Ia sudah tak mau memikirkan apa-apa lagi.
Sosok orang itu kembali muncul di kepalanya. Wajah orang itu dekat sekali dengannya; kurang sesenti lagi mereka akan saling bersentuhan. Orang itu tersenyum kecil, bibirnya mendekati telinga Akaya.
'Akaya, kau adalah kebanggaan kami - tidak, kebanggaanku.'
Akaya menggerakkan tangannya lebih cepat lagi. Mukanya kian memerah. Ia membasahi bibirnya dengan lidahnya sambil berbisik pelan.
"Yanagi-senpai.."
Iapun mencapai orgasme. Cairan miliknya membasahi telapak tangannya. Dilihatnya cairan itu, seketika ia teringat akan apa yang baru saja ia lakukan. Mukanya kembali memerah; ia merasa begitu bodoh dan malu. Diraihnya tisu di atas meja, mengelap tangannya, lalu membuangnya.

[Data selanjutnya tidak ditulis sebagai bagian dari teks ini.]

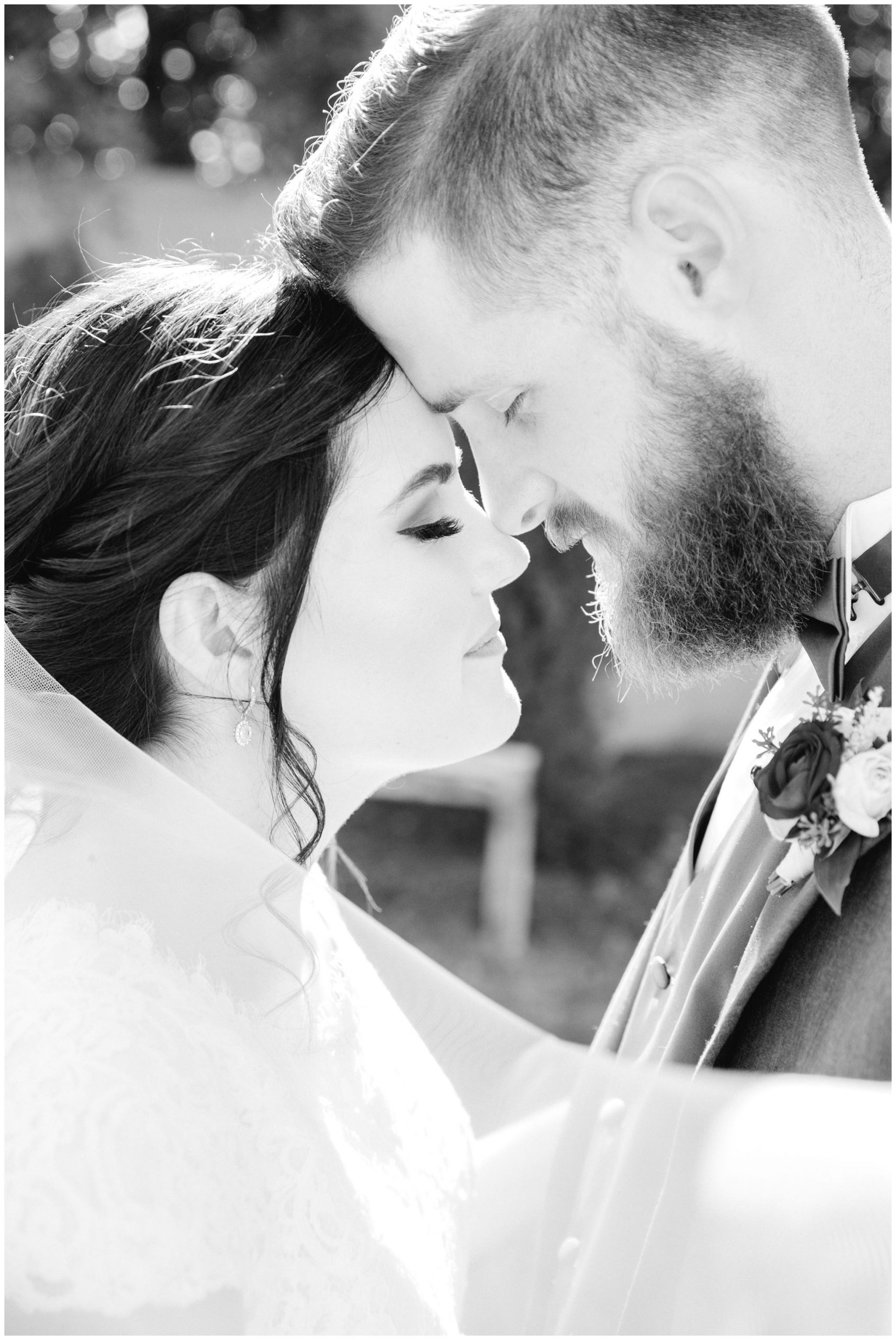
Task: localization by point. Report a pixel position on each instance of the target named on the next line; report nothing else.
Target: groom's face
(659, 457)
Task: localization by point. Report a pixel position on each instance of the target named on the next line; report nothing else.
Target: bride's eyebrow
(439, 473)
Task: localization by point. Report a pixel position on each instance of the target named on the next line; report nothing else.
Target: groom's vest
(732, 976)
(725, 976)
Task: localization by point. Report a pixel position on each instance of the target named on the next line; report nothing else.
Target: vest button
(660, 973)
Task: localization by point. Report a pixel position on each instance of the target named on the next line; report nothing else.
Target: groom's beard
(730, 549)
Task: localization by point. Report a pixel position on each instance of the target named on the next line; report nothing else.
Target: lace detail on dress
(164, 1143)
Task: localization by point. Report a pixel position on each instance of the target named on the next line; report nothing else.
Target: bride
(244, 589)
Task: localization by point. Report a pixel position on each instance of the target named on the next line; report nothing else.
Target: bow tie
(825, 630)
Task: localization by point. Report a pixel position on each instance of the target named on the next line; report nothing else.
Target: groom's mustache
(568, 523)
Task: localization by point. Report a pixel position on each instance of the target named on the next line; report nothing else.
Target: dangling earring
(243, 731)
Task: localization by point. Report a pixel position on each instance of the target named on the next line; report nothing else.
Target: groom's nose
(516, 500)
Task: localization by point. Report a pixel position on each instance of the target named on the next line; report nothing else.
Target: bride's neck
(239, 779)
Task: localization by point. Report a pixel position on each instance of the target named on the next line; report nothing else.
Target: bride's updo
(174, 419)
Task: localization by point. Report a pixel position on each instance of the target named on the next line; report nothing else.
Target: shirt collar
(863, 524)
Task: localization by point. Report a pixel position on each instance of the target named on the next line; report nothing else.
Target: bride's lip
(490, 645)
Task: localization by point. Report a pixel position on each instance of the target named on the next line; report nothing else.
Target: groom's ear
(686, 256)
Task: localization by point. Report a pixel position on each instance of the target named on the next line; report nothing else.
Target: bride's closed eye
(441, 530)
(513, 409)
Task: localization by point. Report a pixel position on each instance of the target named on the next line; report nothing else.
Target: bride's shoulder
(106, 973)
(124, 1121)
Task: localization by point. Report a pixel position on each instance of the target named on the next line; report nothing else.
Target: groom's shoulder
(825, 1006)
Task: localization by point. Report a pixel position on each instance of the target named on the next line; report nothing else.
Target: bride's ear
(686, 260)
(204, 626)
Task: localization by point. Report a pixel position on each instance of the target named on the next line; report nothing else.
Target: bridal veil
(678, 1202)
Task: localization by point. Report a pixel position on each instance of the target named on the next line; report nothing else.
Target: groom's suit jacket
(727, 976)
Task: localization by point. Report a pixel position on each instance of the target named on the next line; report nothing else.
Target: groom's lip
(490, 644)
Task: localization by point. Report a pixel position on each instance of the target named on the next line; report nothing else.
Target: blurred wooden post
(502, 783)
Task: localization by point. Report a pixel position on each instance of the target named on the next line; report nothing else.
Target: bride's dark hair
(173, 419)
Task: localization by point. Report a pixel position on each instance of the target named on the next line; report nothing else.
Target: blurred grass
(422, 865)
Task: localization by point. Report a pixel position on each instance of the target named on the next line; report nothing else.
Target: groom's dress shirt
(801, 988)
(727, 976)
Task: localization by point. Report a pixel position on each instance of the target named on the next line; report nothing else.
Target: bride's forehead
(393, 440)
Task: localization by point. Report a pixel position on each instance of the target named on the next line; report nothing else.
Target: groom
(634, 252)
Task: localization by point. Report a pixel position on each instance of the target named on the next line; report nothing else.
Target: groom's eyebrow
(439, 473)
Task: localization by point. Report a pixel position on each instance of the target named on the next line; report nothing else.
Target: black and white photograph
(448, 669)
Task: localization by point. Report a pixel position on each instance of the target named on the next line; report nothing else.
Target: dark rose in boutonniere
(797, 778)
(827, 791)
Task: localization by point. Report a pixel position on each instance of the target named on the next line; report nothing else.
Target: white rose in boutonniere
(799, 863)
(827, 791)
(863, 790)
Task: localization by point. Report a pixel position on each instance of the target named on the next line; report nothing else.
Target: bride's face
(396, 661)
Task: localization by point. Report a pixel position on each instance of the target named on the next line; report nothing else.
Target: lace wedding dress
(224, 1079)
(173, 1129)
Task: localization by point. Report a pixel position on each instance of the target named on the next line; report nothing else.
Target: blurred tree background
(114, 110)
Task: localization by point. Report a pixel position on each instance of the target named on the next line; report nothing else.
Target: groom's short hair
(501, 129)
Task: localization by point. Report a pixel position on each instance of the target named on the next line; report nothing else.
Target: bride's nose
(501, 558)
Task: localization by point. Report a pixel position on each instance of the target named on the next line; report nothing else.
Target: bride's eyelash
(441, 530)
(513, 409)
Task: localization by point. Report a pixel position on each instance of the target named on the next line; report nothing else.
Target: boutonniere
(827, 790)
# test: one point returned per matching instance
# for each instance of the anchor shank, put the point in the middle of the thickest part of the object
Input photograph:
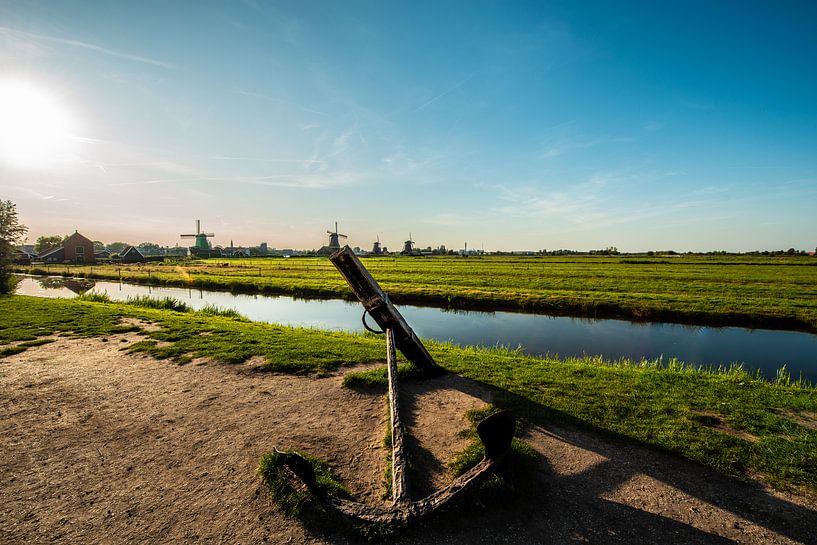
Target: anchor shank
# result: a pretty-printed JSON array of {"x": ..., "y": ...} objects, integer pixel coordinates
[
  {"x": 377, "y": 303},
  {"x": 400, "y": 486}
]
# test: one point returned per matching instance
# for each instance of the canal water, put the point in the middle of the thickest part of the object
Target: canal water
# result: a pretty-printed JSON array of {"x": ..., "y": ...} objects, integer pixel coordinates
[{"x": 766, "y": 350}]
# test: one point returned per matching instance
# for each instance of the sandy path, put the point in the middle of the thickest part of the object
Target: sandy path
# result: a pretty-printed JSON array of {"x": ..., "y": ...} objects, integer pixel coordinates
[{"x": 97, "y": 446}]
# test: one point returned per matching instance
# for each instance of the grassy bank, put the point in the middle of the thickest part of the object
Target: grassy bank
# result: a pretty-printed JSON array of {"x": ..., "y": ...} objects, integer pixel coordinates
[
  {"x": 747, "y": 291},
  {"x": 728, "y": 420}
]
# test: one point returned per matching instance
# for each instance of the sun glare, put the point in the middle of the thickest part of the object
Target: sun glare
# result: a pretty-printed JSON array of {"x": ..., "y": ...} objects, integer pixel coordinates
[{"x": 36, "y": 130}]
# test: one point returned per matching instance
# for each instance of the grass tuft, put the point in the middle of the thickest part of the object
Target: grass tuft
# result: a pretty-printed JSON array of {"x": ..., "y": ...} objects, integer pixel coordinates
[
  {"x": 165, "y": 303},
  {"x": 215, "y": 310}
]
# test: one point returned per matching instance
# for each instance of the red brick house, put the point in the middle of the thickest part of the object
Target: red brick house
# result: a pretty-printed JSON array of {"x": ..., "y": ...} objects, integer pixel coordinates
[
  {"x": 75, "y": 249},
  {"x": 78, "y": 249}
]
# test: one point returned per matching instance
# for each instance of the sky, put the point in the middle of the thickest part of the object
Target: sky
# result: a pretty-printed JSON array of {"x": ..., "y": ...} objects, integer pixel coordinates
[{"x": 507, "y": 125}]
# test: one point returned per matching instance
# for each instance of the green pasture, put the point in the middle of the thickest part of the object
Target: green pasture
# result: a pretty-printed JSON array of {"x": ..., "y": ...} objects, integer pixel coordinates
[
  {"x": 729, "y": 420},
  {"x": 778, "y": 292}
]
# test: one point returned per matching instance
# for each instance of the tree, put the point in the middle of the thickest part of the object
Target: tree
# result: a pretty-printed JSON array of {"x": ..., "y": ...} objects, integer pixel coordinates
[
  {"x": 45, "y": 243},
  {"x": 11, "y": 234}
]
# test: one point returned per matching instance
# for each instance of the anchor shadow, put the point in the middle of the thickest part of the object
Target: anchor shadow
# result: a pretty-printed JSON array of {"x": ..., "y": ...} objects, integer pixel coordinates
[{"x": 594, "y": 502}]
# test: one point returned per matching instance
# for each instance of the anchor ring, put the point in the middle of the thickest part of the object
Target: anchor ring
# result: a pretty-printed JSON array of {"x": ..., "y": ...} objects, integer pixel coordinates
[{"x": 376, "y": 332}]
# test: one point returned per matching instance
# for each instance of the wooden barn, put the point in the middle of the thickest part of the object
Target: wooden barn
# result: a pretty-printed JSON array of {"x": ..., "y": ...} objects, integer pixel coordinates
[
  {"x": 131, "y": 255},
  {"x": 75, "y": 249}
]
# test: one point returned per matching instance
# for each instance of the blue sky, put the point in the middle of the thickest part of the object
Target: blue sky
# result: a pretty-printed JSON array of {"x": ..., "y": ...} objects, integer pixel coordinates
[{"x": 514, "y": 125}]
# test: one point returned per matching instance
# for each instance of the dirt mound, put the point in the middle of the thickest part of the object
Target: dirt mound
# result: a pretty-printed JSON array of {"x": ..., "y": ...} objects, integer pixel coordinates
[{"x": 98, "y": 445}]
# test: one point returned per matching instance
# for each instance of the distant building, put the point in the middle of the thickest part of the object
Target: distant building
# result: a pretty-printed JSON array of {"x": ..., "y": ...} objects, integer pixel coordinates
[
  {"x": 78, "y": 249},
  {"x": 131, "y": 255},
  {"x": 75, "y": 249}
]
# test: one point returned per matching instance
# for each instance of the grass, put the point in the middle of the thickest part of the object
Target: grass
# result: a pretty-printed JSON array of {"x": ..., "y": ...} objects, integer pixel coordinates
[
  {"x": 726, "y": 419},
  {"x": 779, "y": 292},
  {"x": 295, "y": 501}
]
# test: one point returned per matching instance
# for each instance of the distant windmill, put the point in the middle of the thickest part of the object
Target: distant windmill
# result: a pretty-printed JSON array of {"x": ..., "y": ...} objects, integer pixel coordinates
[
  {"x": 408, "y": 246},
  {"x": 201, "y": 245},
  {"x": 334, "y": 238}
]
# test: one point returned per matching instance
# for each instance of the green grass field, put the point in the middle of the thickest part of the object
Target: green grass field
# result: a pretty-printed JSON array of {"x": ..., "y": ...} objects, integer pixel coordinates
[
  {"x": 778, "y": 292},
  {"x": 728, "y": 420}
]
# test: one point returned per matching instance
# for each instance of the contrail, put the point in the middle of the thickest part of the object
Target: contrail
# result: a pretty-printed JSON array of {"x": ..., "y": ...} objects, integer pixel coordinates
[{"x": 85, "y": 45}]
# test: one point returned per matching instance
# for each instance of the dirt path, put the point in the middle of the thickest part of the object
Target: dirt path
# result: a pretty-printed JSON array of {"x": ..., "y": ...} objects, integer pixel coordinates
[{"x": 97, "y": 446}]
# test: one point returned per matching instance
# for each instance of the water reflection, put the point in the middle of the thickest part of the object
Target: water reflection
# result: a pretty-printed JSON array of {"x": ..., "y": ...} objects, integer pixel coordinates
[
  {"x": 536, "y": 334},
  {"x": 76, "y": 285}
]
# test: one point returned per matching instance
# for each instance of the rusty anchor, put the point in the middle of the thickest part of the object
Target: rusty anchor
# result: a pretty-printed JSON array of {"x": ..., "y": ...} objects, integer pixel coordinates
[{"x": 495, "y": 432}]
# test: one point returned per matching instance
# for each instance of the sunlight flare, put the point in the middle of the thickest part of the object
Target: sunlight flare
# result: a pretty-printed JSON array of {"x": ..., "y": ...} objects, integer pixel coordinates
[{"x": 36, "y": 129}]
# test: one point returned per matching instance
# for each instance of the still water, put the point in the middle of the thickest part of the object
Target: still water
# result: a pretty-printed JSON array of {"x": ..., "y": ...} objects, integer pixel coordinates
[{"x": 536, "y": 334}]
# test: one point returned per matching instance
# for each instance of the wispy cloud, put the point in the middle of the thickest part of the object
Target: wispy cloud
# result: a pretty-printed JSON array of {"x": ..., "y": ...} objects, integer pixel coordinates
[
  {"x": 441, "y": 95},
  {"x": 281, "y": 101},
  {"x": 19, "y": 34},
  {"x": 560, "y": 146}
]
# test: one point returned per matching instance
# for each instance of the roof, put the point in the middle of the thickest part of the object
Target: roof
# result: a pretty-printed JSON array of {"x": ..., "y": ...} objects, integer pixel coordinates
[
  {"x": 130, "y": 249},
  {"x": 77, "y": 237},
  {"x": 52, "y": 252}
]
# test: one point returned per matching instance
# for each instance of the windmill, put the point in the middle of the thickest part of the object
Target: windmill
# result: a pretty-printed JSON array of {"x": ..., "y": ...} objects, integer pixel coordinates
[
  {"x": 201, "y": 246},
  {"x": 334, "y": 238},
  {"x": 408, "y": 247}
]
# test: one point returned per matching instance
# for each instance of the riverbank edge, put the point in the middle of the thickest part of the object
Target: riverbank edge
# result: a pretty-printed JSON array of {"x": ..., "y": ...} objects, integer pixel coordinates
[
  {"x": 544, "y": 306},
  {"x": 726, "y": 419}
]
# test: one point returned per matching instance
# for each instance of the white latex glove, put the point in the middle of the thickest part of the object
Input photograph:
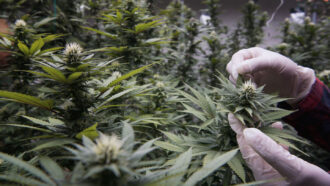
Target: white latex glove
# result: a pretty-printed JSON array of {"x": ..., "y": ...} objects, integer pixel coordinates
[
  {"x": 278, "y": 73},
  {"x": 269, "y": 160}
]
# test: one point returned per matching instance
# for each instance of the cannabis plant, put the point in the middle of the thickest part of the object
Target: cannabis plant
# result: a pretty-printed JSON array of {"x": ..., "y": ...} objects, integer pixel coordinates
[
  {"x": 208, "y": 133},
  {"x": 306, "y": 44}
]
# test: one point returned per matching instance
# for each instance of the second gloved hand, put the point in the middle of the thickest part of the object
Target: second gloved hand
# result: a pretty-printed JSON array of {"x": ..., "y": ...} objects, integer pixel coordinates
[
  {"x": 269, "y": 160},
  {"x": 278, "y": 73}
]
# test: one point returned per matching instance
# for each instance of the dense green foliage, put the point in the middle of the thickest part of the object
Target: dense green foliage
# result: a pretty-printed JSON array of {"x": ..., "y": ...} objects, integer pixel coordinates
[{"x": 119, "y": 93}]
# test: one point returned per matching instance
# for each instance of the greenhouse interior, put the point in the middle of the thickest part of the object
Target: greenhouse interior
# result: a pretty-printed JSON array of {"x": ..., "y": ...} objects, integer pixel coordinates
[{"x": 164, "y": 92}]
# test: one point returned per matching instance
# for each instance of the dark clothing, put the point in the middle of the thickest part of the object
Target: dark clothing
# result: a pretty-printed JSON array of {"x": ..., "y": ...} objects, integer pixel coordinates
[{"x": 312, "y": 120}]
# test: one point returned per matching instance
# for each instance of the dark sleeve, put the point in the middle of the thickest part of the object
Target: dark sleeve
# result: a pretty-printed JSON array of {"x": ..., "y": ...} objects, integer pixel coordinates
[{"x": 312, "y": 120}]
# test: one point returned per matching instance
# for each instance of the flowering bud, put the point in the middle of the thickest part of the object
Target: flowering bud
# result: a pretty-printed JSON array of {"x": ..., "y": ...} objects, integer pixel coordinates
[
  {"x": 116, "y": 74},
  {"x": 160, "y": 84},
  {"x": 249, "y": 89},
  {"x": 72, "y": 52},
  {"x": 73, "y": 49},
  {"x": 20, "y": 23}
]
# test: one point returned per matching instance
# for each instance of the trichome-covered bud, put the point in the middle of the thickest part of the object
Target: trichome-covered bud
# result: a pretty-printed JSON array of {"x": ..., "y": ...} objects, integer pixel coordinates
[
  {"x": 73, "y": 52},
  {"x": 107, "y": 147},
  {"x": 248, "y": 89},
  {"x": 72, "y": 49},
  {"x": 160, "y": 84},
  {"x": 116, "y": 74},
  {"x": 20, "y": 23},
  {"x": 104, "y": 150}
]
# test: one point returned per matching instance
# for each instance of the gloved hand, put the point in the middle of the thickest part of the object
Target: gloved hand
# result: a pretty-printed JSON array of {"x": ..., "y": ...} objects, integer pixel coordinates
[
  {"x": 278, "y": 73},
  {"x": 269, "y": 160}
]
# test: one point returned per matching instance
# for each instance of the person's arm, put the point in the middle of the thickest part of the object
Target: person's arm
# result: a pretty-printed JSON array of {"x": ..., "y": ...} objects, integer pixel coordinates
[
  {"x": 281, "y": 75},
  {"x": 269, "y": 160},
  {"x": 312, "y": 120}
]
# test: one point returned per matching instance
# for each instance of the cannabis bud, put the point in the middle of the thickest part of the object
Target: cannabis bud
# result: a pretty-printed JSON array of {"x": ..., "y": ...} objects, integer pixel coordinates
[
  {"x": 72, "y": 52},
  {"x": 160, "y": 84},
  {"x": 249, "y": 104},
  {"x": 104, "y": 150},
  {"x": 20, "y": 23},
  {"x": 116, "y": 74},
  {"x": 248, "y": 89}
]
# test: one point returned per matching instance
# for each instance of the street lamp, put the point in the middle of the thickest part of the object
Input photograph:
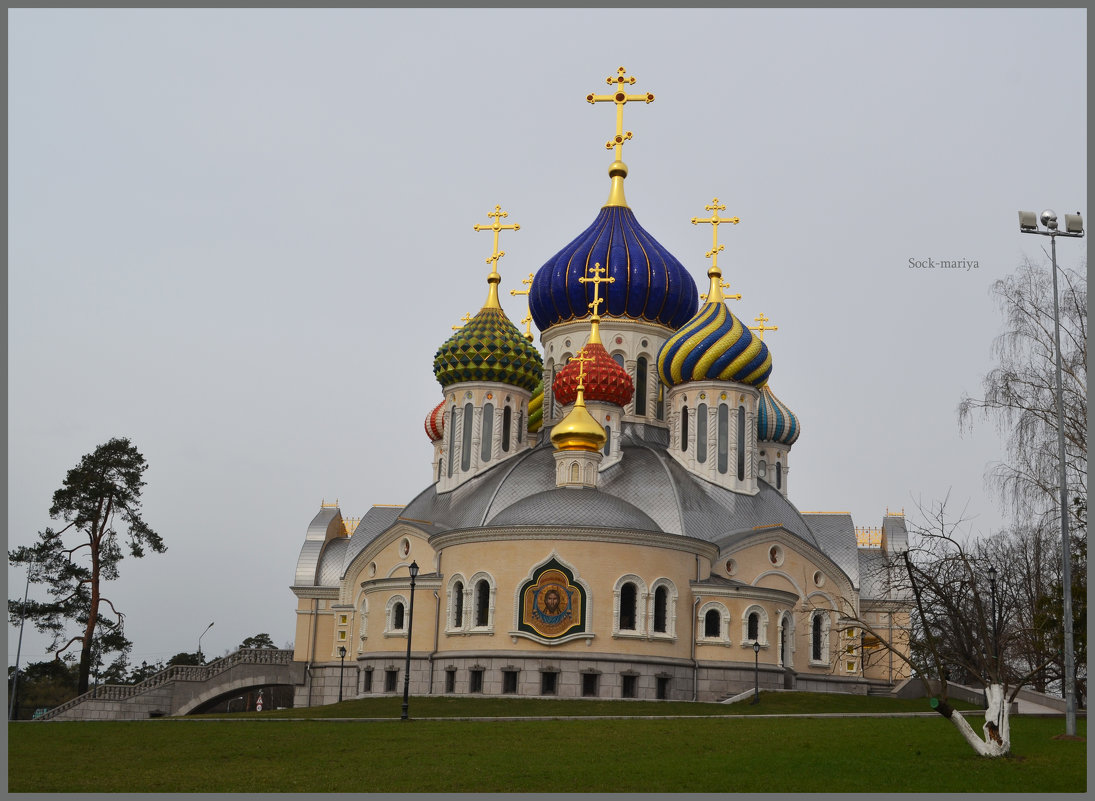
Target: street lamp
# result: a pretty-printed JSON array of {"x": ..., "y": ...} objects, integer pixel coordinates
[
  {"x": 1073, "y": 227},
  {"x": 756, "y": 673},
  {"x": 406, "y": 672},
  {"x": 342, "y": 668},
  {"x": 200, "y": 661}
]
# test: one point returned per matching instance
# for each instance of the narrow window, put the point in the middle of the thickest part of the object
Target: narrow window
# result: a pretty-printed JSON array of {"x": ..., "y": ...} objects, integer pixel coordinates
[
  {"x": 741, "y": 443},
  {"x": 465, "y": 452},
  {"x": 627, "y": 593},
  {"x": 458, "y": 605},
  {"x": 660, "y": 608},
  {"x": 712, "y": 624},
  {"x": 641, "y": 385},
  {"x": 548, "y": 683},
  {"x": 487, "y": 432},
  {"x": 452, "y": 437},
  {"x": 724, "y": 421},
  {"x": 701, "y": 433},
  {"x": 509, "y": 682},
  {"x": 482, "y": 602}
]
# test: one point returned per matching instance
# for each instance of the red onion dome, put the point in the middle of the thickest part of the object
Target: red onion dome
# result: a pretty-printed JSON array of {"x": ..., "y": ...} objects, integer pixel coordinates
[
  {"x": 604, "y": 379},
  {"x": 435, "y": 422}
]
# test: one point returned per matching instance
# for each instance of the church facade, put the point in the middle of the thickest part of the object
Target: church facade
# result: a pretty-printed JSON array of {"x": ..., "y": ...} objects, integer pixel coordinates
[{"x": 609, "y": 515}]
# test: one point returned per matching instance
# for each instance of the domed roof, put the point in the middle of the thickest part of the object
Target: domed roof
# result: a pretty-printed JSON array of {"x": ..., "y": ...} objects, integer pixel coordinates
[
  {"x": 775, "y": 422},
  {"x": 488, "y": 348},
  {"x": 649, "y": 283},
  {"x": 604, "y": 380},
  {"x": 714, "y": 345},
  {"x": 435, "y": 422}
]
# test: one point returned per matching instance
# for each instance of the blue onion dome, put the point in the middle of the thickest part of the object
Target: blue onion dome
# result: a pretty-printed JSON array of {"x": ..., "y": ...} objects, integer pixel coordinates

Ia kembali menghempaskan tubuhnya ke atas kasur sambil berteriak frustasi.
"Sialan.. Sampai kapan kau mau menghantuiku?"
Ini bukan pertama kalinya orang itu muncul dalam pikiran Akaya. Awalnya ia merasa, mungkin, orang itu punya dendam padanya atau membencinya sampai-sampai dalam mimpi pun ia kerap muncul.
Namun perlahan ia mengerti. Kenapa orang itu selalu menghantui pikirannya. Kenapa hanya dengan mendengar suaranya saja, detak jantungnya bergerak sedikit lebih cepat. Kenapa semakin hari, frekuensinya menatap orang itu semakin sering. Namun Akaya selalu menyangkalnya.
Ia tahu bahwa ia terlihat seperti anak kecil yang tak mau melihat kenyataan,
Bahwa ia telah jatuh cinta dengan orang itu.